Rustock remains the most dominant botnet on the spam scene, with spam output that more than doubled since last year, according to new research from Symantec in its annual MessageLabs Intelligence 2010 Security Report. In 2010, Rustock was responsible for more than 44 billion spam emails per day and had more than one million bots under its control. Botnets Grum and Cutwail are the second and third largest respectively, the report said.
Spam rates peaked in August 2010 at 92.2 percent of all email sent when the Rustock botnet was being aggressively seeded by new malware variants and quickly put to use.

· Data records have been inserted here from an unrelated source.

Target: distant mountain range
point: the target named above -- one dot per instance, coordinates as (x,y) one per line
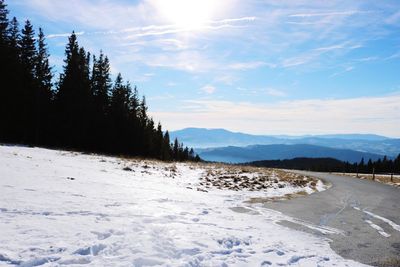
(234,154)
(357,145)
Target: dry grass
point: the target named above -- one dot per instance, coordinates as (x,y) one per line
(234,177)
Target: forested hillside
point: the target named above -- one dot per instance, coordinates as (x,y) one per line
(81,109)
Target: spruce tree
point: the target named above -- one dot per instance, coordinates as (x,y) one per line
(73,97)
(44,78)
(29,95)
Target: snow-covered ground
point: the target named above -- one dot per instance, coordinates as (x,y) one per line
(61,208)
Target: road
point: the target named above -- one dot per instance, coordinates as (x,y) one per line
(358,208)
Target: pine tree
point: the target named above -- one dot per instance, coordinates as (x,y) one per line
(29,94)
(100,90)
(119,114)
(74,98)
(3,22)
(44,78)
(6,121)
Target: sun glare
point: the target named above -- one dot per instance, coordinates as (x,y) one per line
(188,14)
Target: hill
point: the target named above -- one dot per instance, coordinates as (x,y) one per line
(205,138)
(234,154)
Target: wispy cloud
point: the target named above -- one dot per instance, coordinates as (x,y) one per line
(275,92)
(364,115)
(329,14)
(58,35)
(249,65)
(208,89)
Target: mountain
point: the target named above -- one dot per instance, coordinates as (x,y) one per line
(204,138)
(234,154)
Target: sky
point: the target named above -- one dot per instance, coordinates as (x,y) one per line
(254,66)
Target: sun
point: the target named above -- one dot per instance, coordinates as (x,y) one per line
(188,14)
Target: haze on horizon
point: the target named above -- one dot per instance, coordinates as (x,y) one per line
(261,67)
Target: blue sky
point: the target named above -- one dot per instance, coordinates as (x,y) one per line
(266,67)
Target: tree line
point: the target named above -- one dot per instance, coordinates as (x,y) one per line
(82,110)
(384,165)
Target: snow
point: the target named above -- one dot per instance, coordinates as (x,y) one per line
(391,223)
(62,208)
(378,228)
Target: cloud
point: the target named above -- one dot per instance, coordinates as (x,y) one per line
(249,65)
(275,92)
(208,89)
(378,115)
(329,14)
(58,35)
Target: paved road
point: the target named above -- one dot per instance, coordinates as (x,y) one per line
(351,205)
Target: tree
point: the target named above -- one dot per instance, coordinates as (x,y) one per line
(86,112)
(3,22)
(119,115)
(100,90)
(44,93)
(30,93)
(73,97)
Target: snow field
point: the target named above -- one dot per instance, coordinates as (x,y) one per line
(62,208)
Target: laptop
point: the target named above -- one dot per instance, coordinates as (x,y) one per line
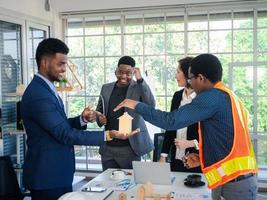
(154,172)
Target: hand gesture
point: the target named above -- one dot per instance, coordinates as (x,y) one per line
(183,144)
(128,103)
(191,160)
(162,159)
(137,73)
(122,136)
(102,118)
(89,115)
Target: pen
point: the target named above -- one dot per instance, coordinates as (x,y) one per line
(108,194)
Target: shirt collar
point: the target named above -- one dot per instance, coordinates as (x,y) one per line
(191,96)
(49,83)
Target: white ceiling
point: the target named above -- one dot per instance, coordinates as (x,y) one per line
(83,5)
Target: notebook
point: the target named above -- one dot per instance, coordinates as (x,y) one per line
(154,172)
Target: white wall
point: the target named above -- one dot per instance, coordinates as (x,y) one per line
(32,11)
(81,5)
(33,8)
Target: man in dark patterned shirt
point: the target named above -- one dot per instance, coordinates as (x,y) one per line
(215,109)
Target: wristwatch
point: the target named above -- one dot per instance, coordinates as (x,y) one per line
(196,144)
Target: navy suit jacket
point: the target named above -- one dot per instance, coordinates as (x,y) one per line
(50,161)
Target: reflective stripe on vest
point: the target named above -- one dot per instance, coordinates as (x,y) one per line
(241,159)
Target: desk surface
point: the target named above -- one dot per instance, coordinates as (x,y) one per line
(182,192)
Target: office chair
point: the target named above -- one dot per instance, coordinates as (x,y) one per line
(9,187)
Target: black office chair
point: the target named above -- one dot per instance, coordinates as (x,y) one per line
(9,187)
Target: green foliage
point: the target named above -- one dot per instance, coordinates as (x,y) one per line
(158,52)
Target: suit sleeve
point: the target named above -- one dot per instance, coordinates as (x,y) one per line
(146,94)
(75,122)
(99,107)
(169,136)
(49,118)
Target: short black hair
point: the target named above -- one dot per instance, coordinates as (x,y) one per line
(49,47)
(185,64)
(126,60)
(209,66)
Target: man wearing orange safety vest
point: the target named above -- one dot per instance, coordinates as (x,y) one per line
(226,154)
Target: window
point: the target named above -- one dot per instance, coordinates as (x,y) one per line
(158,39)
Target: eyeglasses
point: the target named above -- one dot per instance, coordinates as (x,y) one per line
(128,73)
(189,80)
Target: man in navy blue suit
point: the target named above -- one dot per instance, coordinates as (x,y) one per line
(50,163)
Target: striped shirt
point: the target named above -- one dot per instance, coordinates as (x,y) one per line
(213,109)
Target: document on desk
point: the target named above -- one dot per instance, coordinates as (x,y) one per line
(192,196)
(99,195)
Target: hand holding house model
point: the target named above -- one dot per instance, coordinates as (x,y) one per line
(125,123)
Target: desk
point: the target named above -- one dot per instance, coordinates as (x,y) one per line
(104,180)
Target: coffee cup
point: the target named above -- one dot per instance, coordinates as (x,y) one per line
(193,179)
(118,174)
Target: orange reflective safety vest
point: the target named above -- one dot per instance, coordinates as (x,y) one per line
(241,159)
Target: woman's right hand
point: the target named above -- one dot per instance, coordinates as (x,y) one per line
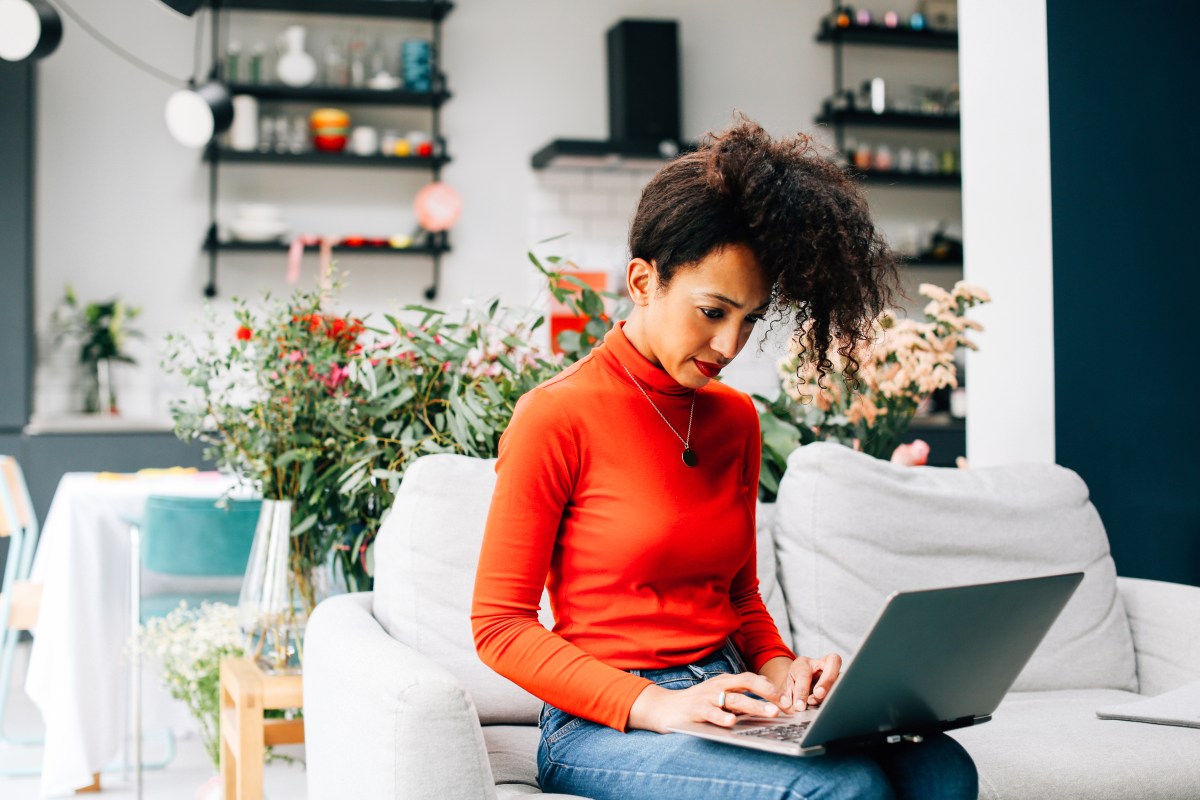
(657,708)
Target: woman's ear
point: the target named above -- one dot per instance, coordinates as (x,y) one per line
(641,281)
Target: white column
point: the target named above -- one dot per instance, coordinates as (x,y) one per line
(1007,228)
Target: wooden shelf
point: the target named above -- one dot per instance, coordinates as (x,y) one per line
(323,158)
(891,120)
(429,10)
(345,95)
(881,36)
(281,247)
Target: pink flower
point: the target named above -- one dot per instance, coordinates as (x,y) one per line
(337,374)
(911,455)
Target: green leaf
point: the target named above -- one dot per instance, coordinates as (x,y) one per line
(291,456)
(569,341)
(580,282)
(305,524)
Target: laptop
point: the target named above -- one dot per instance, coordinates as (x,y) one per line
(934,660)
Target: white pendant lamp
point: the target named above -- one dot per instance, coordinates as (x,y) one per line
(29,29)
(198,113)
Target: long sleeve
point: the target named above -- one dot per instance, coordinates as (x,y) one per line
(537,469)
(757,638)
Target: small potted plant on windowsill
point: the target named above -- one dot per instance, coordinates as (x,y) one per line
(102,331)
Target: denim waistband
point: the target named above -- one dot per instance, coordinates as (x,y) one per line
(726,653)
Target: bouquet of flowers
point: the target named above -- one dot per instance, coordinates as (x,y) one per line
(264,397)
(328,410)
(190,644)
(909,361)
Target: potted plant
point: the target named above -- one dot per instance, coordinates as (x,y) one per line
(102,331)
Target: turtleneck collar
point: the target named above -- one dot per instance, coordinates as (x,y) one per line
(617,350)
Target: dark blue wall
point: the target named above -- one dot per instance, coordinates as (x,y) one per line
(1125,166)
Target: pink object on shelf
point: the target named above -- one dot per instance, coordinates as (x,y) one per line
(295,252)
(437,208)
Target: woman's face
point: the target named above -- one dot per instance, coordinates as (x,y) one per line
(705,317)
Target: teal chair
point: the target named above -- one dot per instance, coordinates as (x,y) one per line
(18,597)
(184,537)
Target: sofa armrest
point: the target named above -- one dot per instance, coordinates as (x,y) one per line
(381,719)
(1164,619)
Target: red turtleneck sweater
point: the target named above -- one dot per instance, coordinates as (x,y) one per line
(649,563)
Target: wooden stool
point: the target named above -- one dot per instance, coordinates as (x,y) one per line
(245,693)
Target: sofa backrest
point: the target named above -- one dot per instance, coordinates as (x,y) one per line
(426,554)
(851,529)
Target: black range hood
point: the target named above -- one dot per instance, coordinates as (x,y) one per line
(609,152)
(643,103)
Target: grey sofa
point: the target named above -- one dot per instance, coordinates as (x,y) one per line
(399,705)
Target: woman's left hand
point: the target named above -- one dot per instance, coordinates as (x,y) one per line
(803,683)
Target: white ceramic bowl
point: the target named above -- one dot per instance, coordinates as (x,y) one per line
(259,211)
(257,229)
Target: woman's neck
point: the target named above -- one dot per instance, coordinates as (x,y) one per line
(635,331)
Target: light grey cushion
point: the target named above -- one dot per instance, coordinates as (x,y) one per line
(768,569)
(1164,619)
(851,529)
(426,555)
(382,720)
(513,751)
(1051,745)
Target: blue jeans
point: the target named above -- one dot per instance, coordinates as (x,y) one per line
(585,758)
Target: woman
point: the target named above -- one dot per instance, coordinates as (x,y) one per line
(627,486)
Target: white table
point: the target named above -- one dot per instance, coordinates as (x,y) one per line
(78,668)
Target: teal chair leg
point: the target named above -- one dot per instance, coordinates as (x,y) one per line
(10,637)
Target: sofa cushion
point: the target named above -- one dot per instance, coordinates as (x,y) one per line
(851,529)
(1053,745)
(768,577)
(426,554)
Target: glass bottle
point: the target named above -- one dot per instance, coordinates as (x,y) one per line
(335,65)
(232,62)
(358,64)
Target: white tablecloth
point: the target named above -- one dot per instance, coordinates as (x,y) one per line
(78,668)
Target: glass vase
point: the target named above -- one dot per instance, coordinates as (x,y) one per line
(100,395)
(276,597)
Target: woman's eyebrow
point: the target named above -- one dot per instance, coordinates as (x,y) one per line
(730,301)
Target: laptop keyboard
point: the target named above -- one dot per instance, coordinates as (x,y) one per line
(786,732)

Overall, spam levels reached 89.1 percent, an increase of 1.4 percent compared with 2009. For most of 2010 spam from botnets accounted for 88.2 percent of all spam.
Also see The botnet hunters
The report reveals how much of an impact botnet activity has on spam levels and how resilient botnets are, even when confronted with a shutdown. The report noted a reduction in spam from botnets after the closure of spam affiliate, Spamit, in early October 2010. After the closure, botnets accounted for 77 percent of spam. But the total number of active bots have already returned to roughly the same number as at the end of 2009, increasing by approximately 6 percent in the latter half of 2010. The total number of botnets worldwide is between 3.5 and 5.4 million, said Symantec officials.
Spammers used subjects related to current events, as well as intriguing questions, to trap victims, said Paul Wood, MessageLabs Intelligence Senior Analyst, Symantec Hosted Services.
"With successful and resilient botnet operations established in prior years, the cyber criminals experimented with many tactics to keep spam campaigns active and fresh this year," said Paul Wood, MessageLabs Intelligence Senior Analyst, Symantec Hosted Services. "From leveraging newsworthy events like the FIFA World Cup to taking advantage of the widespread popularity of URL shortening services and social networks, the spammers deployed a variety of tricks to bypass spam filters and lure potential victims."
One of the most successful security threats of the year was the 'Here You Have' virus, said Wood.